The following is a guest post courtesy of Becky Whitney and her Sandbox Book Club Recommendation of Rub Some Dirt on It-
Dig Dig Digging
by Margaret Mayo
I don't know about your toddler girls and boys (especially the boys), but mine is incredibly obsessed with cars and trucks and things that go. Especially loud things that go, like construction vehicles. You might say that we have one or two laying around the house.
And those are just a few I could grab on the fly.
And I don't know about your toddler boys and girls, but my 26-month-old is starting to transition out of his nap, a part of the day that I hold sacred and cling to with every fiber of my being (and yes, he still has a binkie. You caught me). Just as I get the baby good and consistent with her afternoon nap, her brother decides that he's pretty much over it. What's a mom to do? Well, for starters, he is still in his crib so I lock him in there for at least an hour and a half every day. It's his down time, and sometimes he falls asleep in there, probably out of sheer boredom. But on days (like today), when there is no nap in sight and his crib becomes his playground, I let him bring a plethora of toys and books to bed and pray that the occasional Vrooom! doesn't wake the baby.

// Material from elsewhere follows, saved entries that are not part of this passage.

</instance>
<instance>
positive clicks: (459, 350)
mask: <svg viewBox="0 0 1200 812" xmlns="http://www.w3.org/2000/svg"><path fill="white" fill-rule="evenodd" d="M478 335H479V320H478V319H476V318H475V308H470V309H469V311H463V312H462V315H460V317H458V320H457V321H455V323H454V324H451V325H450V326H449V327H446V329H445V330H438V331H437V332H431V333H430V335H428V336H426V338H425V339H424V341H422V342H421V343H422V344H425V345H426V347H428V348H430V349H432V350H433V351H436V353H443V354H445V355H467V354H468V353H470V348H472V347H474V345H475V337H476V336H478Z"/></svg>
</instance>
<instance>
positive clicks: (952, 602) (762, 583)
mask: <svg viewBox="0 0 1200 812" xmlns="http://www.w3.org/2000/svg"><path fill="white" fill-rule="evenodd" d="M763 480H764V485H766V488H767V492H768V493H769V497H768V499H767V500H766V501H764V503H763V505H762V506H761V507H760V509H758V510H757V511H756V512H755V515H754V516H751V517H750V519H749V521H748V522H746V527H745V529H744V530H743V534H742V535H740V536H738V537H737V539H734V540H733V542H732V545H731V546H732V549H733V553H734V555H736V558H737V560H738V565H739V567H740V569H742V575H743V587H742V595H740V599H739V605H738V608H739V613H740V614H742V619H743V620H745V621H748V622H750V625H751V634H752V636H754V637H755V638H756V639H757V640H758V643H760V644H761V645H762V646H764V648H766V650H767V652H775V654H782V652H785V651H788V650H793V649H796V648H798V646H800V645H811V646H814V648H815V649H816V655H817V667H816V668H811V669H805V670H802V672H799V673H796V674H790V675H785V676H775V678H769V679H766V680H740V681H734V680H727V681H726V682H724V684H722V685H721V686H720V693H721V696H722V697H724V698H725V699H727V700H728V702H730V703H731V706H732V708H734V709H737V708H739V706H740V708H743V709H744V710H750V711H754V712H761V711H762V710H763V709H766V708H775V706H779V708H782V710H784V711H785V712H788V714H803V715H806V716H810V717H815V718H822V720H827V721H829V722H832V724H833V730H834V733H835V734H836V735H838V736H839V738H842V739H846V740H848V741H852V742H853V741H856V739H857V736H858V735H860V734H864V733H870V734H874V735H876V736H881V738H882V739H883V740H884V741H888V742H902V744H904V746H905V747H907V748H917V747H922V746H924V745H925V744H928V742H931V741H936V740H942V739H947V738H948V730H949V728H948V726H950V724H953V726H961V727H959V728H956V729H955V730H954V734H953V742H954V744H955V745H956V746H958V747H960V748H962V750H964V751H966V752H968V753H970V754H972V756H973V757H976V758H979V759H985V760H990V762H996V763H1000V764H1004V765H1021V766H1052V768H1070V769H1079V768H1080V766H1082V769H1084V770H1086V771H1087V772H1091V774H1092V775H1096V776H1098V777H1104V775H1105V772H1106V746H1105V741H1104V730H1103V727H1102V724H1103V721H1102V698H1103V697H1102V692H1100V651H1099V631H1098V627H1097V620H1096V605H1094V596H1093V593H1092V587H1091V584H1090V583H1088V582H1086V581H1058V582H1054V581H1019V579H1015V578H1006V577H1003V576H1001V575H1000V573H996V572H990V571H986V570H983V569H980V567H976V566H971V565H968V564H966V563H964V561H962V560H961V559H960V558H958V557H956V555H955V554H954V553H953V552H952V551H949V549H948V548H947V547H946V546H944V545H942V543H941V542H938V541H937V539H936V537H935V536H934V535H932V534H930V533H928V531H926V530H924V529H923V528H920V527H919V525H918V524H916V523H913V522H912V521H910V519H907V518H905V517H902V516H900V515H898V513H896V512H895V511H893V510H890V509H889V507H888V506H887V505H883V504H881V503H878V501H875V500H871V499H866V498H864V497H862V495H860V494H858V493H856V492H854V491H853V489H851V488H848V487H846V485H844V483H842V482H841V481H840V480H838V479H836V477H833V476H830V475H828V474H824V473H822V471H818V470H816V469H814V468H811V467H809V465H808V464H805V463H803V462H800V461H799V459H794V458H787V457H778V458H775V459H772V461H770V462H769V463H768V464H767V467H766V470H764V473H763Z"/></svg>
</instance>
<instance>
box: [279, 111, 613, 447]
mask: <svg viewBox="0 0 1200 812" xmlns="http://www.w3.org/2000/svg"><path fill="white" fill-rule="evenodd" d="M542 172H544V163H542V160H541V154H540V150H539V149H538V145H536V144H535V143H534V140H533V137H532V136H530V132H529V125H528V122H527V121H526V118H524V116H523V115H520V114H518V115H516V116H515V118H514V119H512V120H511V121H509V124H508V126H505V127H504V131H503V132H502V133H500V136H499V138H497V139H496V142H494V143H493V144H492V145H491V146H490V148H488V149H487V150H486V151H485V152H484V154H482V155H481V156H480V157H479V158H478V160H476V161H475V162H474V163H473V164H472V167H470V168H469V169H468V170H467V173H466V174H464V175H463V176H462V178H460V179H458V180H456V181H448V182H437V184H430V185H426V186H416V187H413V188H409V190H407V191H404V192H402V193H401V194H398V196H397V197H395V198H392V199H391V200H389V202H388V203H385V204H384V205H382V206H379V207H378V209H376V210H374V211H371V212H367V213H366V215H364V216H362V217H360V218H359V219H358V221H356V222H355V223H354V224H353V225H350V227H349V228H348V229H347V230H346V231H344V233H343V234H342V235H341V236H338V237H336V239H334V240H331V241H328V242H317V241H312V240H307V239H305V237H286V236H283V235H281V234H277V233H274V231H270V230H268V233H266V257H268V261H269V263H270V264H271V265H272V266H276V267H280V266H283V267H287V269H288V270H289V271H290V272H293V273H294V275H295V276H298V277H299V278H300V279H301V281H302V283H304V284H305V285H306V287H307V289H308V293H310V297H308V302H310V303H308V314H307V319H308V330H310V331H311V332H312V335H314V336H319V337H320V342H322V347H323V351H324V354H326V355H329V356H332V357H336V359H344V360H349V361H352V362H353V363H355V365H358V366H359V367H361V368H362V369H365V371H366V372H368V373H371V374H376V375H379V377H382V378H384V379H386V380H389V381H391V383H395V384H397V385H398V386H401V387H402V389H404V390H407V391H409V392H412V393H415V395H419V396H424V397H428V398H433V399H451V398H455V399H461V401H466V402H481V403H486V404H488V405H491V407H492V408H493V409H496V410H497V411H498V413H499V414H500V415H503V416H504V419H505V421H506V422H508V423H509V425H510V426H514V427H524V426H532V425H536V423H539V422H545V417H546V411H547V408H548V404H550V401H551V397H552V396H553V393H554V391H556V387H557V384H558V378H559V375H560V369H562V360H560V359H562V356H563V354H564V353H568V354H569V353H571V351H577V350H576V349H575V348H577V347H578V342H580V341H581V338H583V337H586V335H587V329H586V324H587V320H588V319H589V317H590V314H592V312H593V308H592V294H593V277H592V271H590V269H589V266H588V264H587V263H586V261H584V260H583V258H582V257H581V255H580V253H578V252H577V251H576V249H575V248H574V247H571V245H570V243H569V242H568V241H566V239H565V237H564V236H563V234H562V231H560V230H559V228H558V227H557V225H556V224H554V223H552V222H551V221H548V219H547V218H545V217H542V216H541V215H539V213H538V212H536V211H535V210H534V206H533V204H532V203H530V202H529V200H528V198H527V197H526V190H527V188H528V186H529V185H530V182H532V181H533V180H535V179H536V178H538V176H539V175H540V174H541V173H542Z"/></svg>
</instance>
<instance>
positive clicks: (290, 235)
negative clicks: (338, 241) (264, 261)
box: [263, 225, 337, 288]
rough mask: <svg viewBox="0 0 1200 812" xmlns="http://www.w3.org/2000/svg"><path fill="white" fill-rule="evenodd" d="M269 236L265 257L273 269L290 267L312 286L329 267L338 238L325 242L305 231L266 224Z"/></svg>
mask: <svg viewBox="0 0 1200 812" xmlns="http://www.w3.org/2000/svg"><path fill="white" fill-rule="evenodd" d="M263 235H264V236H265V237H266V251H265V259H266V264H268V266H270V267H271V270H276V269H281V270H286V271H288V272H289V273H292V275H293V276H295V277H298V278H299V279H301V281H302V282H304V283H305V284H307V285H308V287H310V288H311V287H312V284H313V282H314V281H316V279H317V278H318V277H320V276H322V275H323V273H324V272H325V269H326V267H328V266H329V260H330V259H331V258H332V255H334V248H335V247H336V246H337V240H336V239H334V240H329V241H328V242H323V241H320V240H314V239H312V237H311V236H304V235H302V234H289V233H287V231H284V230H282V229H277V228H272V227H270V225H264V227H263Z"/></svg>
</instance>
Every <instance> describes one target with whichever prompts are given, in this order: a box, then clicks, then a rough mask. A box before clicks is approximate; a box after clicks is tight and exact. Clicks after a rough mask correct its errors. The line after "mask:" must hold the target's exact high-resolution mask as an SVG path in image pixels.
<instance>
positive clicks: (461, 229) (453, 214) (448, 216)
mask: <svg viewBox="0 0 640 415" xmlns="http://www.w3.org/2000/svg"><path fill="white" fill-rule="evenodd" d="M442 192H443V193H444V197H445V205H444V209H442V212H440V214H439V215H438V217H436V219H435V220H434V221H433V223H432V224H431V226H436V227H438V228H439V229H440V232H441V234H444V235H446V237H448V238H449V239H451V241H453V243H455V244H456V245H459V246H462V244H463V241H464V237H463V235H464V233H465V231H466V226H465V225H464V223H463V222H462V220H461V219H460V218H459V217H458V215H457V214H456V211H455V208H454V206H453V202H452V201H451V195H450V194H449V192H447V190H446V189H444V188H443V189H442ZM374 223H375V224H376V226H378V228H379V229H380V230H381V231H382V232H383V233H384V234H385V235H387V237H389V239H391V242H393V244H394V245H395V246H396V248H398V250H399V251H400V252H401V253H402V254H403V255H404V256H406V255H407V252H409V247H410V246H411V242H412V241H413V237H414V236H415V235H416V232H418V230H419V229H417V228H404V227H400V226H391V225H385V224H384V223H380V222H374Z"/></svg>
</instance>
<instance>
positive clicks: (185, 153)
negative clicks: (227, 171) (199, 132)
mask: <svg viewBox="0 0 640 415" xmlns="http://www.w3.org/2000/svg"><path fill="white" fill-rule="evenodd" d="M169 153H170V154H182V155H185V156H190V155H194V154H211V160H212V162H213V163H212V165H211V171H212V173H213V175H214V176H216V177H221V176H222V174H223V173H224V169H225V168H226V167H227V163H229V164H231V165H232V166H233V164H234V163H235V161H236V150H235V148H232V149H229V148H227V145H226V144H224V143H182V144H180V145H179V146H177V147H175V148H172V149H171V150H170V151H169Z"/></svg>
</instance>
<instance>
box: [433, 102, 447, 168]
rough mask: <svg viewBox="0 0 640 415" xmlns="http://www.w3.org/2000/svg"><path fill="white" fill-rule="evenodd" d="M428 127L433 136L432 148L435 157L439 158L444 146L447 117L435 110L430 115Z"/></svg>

So if your toddler is like mine, dodging his or her nap and/or loves all things with wheels, then do I have the book for you. Dig Dig Digging, which I found at the Yankee Bookstore in Woodstock, Vermont, is hard to find in the average chain bookstore, although I have no idea why. It's an awesome little board book that uses four-line verses about each vehicle to create a sort of refrain; every vehicle in the book "can work all day." Jackson loves sing-songing it along with me at the end of every page, and remembers what every truck or vehicle is good at. "Bulldozers are good at push, push, pushing" or "Fire engines are good at race, race, racing!" Since we also have a fire engine or two laying around, it's a great book to help integrate reading with playtime. The illustrations are vibrant and there is some interesting vocabulary words in there, too, like "caterpillar treads." Being a mom of a toddler boy, I was glad to learn that terminology myself and have actually employed it once or twice.
Dig Dig Digging was a huge find when Jackson was past the identification phase of reading and started to apply what he knew. He knew what a crane was, then he wanted to know what they were used for. For lift, lift, lifting, of course!
I would say you couldn't go wrong including this book in any one-year-old's birthday present or to brighten your little big-rig-lover’s day!